Shannon Hurley remembers going by Mubiru’s hut and seeing “in Christ alone” freshly written on the door. But Mubiru didn’t live there much longer. Instead, he went to live with the Hurleys, who helped him learn English so he could return to school.
For Mubiru, the prospect of resuming his education was both “fun and scary.” It meant being an 18-year-old among 13-year-olds. But as he grew in his faith and sought the Lord, his desire to make Scripture known to others grew, too. And he felt that in order to minister most effectively, he needed an education.
So, Mubiru began attending a public boarding school to receive the six years of secondary education he had missed. In Shannon Hurley’s words, Mubiru soon became a “star student.” And besides the academics, the school also proved to be a great context for evangelism.
“It was a huge opportunity for me to set up Bible studies and reach out to kids,” Mubiru says. “I loved reaching out to people. I started reaching out to my parents to share the gospel with them.”
During his time in secondary school, Mubiru realized that he wanted to go into full-time ministry.
Through the process, Mubiru realized he desired to be in full-time ministry. So when he finished secondary school, he looked for an institution where he could be equipped more thoroughly.

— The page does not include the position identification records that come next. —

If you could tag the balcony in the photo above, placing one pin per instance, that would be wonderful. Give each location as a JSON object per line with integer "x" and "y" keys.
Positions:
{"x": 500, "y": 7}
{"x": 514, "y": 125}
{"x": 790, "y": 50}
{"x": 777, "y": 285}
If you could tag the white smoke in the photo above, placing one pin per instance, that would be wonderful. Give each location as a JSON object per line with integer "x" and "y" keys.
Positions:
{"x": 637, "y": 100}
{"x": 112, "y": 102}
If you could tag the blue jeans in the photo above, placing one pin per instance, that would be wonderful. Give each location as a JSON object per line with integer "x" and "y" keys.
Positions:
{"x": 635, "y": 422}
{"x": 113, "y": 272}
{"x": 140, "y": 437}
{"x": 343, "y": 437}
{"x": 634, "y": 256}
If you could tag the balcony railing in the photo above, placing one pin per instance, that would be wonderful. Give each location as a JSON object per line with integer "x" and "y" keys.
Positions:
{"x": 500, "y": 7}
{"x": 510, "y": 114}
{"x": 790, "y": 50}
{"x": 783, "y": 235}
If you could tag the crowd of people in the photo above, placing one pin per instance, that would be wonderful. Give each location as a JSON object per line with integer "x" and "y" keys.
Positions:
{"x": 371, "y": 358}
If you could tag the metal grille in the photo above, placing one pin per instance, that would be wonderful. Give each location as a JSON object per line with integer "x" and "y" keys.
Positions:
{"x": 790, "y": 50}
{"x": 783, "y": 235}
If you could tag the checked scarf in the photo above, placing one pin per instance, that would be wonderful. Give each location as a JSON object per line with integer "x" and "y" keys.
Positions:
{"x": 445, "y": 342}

“We started to see that this guy was radical for Christ,” Hurley says. “So we worked it out that he could go to The Master’s University and then come back here to Uganda to make an impact.”
In fall 2017, Mubiru traveled from Uganda to Santa Clarita to attend TMU. There, he enrolled in the five-year Bachelor of Arts and Master of Divinity cooperative program.
Mubiru, center, with the Hurleys at Los Angeles International Airport on his first day in the U.S.
“It’s been crazy tough,” he says of the program’s rigorous pace. “But I’m glad I’ve done it.”
Due to the unprecedented nature of 2020, Mubiru’s five-year plan has turned into a six-year plan; he’s on track to graduate in 2023. This semester will mark the end of his classes at TMU, which means leaving behind professors he has grown close to.
“Dr. (William) Varner and Dr. (Abner) Chou have become really dear to me,” Mubiru says.
Mubiru, likewise, has become dear to the TMU community. As Varner observes, “Really, how can you not love Johnson Mubiru? He is genuine. He is fervent for the Lord. I love having him in my classes.”
Mubiru still plans to return to Uganda after finishing school. He believes the country needs faithful teachers of Scripture, and he hopes to pass along the Bible-exalting education he has received.
“One of the things I appreciate is how seriously all of my professors take the Word of God,” Mubiru says. “They trust that the Bible is God’s Word. At both TMU and TMS, my professors love the Lord, and I’ve seen how they care about us. Being here has been a wonderful experience.”